Il y a d’abord la faiblesse du développement des infrastructures de transport d’électricité. Au mois de février, quand les températures ont été très rigoureuses, il est arrivé à la limite de ses capacités. Certains industriels, notamment dans la métallurgie, ont indiqué avoir déjà subi des dommages liés aux variations de tension. Le réseau allemand doit aujourd’hui faire face à deux impératifs : délivrer le courant chez les particuliers et transporter l’électricité produite de façon de plus en plus décentralisée, phénomène dû notamment à l’explosion du nombre de panneaux photovoltaïques dans le pays. Certains exploitants privés de réseaux, dépassés, sont dans l’incapacité financière d’assumer les investissements nécessaires. Il y a ensuite le retard dans le secteur éolien en mer du nord et mer Baltique. Ces zones doivent accueillir le gros des projets d’offshore éolien. Mais face aux risques de non raccordement au réseau, les investisseurs ont dû ronger leur frein…

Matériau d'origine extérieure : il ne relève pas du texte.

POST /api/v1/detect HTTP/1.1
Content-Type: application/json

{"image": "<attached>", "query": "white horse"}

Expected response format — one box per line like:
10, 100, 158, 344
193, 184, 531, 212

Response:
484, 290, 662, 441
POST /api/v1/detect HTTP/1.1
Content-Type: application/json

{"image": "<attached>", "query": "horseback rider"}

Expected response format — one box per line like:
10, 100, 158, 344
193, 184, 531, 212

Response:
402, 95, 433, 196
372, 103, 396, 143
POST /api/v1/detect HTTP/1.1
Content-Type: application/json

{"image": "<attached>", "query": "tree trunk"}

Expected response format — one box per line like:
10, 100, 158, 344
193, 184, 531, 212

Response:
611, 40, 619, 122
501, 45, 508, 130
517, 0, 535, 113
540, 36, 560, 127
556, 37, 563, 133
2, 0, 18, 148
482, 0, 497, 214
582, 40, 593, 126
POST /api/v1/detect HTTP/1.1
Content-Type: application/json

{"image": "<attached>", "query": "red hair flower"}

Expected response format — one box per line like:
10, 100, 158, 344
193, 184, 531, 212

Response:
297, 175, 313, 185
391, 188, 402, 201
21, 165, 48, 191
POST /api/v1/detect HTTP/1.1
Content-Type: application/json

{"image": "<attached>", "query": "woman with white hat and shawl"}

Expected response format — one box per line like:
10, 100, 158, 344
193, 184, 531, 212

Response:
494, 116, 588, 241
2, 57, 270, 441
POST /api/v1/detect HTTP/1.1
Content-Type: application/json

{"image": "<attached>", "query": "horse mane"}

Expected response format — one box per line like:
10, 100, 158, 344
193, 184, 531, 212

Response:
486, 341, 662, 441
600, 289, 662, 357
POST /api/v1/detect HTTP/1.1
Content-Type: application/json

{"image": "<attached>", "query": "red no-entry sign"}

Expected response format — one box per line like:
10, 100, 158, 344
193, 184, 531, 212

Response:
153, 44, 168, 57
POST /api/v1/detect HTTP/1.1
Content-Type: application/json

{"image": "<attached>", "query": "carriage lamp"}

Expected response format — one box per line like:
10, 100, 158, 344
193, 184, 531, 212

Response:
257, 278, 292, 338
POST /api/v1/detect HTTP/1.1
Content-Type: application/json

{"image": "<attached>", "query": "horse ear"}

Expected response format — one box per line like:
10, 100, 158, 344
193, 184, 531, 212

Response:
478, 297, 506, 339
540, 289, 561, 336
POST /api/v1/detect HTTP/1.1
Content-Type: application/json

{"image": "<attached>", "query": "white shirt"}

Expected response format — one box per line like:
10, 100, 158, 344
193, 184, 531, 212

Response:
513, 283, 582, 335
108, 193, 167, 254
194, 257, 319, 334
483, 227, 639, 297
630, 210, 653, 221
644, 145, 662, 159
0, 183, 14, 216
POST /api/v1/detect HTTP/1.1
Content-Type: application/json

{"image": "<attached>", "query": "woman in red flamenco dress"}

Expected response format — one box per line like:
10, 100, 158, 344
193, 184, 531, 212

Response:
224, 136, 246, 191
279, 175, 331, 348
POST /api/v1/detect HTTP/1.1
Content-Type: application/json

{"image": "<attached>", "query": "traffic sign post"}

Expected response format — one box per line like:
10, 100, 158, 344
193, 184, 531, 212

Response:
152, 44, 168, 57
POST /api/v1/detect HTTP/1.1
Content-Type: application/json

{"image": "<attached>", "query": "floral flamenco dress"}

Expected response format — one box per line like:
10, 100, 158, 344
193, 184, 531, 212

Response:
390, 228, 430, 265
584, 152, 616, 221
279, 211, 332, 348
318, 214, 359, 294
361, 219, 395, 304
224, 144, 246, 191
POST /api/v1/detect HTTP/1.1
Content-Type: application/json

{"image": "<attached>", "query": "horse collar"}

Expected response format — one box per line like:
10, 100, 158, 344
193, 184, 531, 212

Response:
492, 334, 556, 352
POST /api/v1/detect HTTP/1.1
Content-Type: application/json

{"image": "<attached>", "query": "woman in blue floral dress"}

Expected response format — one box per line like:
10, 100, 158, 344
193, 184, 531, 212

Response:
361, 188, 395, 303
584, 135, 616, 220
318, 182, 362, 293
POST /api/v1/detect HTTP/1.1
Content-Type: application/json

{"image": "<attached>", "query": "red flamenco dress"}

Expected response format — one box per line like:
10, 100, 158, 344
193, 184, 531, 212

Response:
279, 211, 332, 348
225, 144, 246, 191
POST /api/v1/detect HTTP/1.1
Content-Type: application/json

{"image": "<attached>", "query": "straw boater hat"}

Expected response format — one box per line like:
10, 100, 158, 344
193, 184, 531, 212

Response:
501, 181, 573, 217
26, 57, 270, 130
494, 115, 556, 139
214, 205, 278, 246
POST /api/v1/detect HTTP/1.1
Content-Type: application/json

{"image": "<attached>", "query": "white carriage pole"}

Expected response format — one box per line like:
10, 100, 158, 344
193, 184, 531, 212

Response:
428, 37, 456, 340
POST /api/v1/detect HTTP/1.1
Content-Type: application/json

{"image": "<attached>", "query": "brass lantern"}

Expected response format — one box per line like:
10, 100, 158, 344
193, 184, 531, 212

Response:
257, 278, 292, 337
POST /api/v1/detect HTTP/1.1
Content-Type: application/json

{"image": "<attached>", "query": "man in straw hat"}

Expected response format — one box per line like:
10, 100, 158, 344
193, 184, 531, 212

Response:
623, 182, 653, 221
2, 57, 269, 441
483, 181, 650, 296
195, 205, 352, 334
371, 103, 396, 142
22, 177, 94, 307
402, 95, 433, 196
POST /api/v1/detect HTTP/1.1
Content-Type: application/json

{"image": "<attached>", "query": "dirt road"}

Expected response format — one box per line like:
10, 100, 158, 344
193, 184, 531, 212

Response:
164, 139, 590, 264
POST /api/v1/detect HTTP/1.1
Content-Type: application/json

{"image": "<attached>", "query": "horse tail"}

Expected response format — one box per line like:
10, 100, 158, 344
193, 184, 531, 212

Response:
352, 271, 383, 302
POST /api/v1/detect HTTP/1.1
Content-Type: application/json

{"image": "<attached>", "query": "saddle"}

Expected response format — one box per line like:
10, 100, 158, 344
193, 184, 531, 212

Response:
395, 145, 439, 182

À cela s’ajoute une autre difficulté: les “autoroutes du courant” censées traverser le pays pour transporter le courant éolien des mers du nord du pays au sud industrialisé se heurtent déjà à des mouvements massifs d’opposition des riverains. Les experts estiment que le statu quo devrait être maintenu dans les prochains mois en raison des élections législatives qui se tiennent à l’automne 2013. Dans le même temps, la branche solaire, un autre grand espoir du gouvernement, est en pleine crise. Le 3 avril, le fabricant de panneaux photovoltaïques Q-Cells, jadis n°1 mondial du secteur, a déposé le bilan. C’est la quatrième faillite en quelques mois dans un secteur durement affecté par la chute des prix liée à la concurrence chinoise et par la baisse des subventions accordées depuis plusieurs années par le gouvernement. “Le secteur a connu une bulle qui en train d’éclater, il faut s’attendre à d’autres faillites”, explique Claudia Kemfert, de l’institut économique de Berlin. Un coup dur dans une branche porteuse d’espoir pour des régions entières. C’est le cas de la Solar Valley, une zone industrielle située en ex-Allemagne de l’est, où des milliers d’emplois sont directement liés aux évolutions du photovoltaïque.